Ellen, who lived in Concord when she died, left behind an enormous collection of books — Shakespeare, sports, mystery, even books about death.
Every few days, Mary harvests a few from the boxes and boxes in her home. She marks them with a stamp she had made in Ellen’s honor, slides them into a tote bag and, on her walk through Rollins, deposits them in the Little Free Library, tucking them in beside children’s books and puzzles.
The grass in front of the Little Free Library in Rollins is worn down to dirt. And whenever Mary passes by again, Ellen’s books have been checked out.
“Sometimes I put one in there and think, ‘Nobody will be into this,’ ” Mary said, laughing to herself. “And every time, when I come back, they’re all gone.”
Mary is a lover of traditional libraries, too. But slowly spreading pieces of Ellen’s collection through the South End just feels right.
She likes that, when someone “checks out” one of Ellen’s books, or any book inside, they get to keep it. It’s theirs for as long as they like, to add to their own collection or pass on to the next. What people leave and take from the library, Mary said, is also a small pulse of the neighborhood.
“You get a little insight into the people around you,” she said.

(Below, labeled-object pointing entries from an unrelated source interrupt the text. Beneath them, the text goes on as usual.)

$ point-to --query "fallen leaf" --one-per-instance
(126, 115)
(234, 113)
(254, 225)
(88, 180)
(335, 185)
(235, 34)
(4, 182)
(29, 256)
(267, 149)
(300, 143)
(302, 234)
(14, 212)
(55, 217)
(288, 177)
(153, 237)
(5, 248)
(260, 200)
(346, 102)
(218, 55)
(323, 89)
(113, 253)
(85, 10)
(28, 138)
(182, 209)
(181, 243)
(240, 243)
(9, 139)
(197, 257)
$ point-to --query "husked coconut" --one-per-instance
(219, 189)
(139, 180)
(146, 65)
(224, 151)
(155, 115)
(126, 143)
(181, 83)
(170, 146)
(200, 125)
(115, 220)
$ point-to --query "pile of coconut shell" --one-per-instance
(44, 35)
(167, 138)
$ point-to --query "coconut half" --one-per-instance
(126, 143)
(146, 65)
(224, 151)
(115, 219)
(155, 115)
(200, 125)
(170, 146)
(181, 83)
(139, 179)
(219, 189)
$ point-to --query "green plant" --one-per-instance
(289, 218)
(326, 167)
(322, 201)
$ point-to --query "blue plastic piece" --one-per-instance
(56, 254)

It’s also just a way to get rid of the books, she added with a laugh.
Mary doesn’t just leave Ellen’s books in Rollins. She keeps a bag full in the trunk of her Subaru.
Sometimes, when she passes by a little free library on the road, she’ll pull over and leave one.

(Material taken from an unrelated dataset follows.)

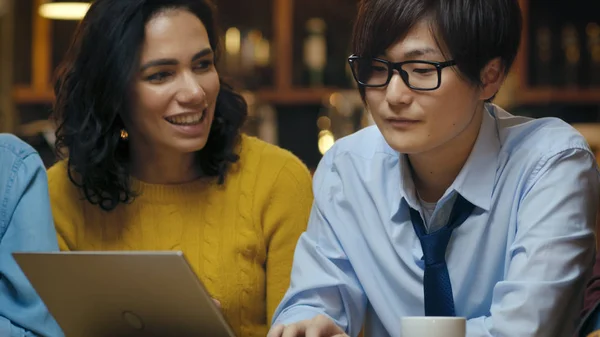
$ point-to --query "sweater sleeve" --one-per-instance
(66, 206)
(284, 219)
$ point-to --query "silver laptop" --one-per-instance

When she found the library in Rollins busted, she was upset. It wasn’t the first time this one, or others in parks across the city, had been damaged.
Ray carefully removed the little brown saltbox from its perch and the couple took it home, determined to repair it.
“Like any project, it became twice as complicated,” Ray said. It needed a new bottom and a coat of paint. But within a few days, the couple returned the library to its perch and added a few new books for good measure.
Mary and Ray aren’t the first people to whisk the little library away for repairs. First, the plastic window on the door — the one you peer in to scope out what’s inside — was smashed. After that was fixed, someone ripped the door off entirely.
At some point, the couple knows that they, or another Rollins devotee, will have to fix it up again. They’re happy to do it.
“We’ll just keep putting back it together,” Ray said, “until someday we have to build a new one.”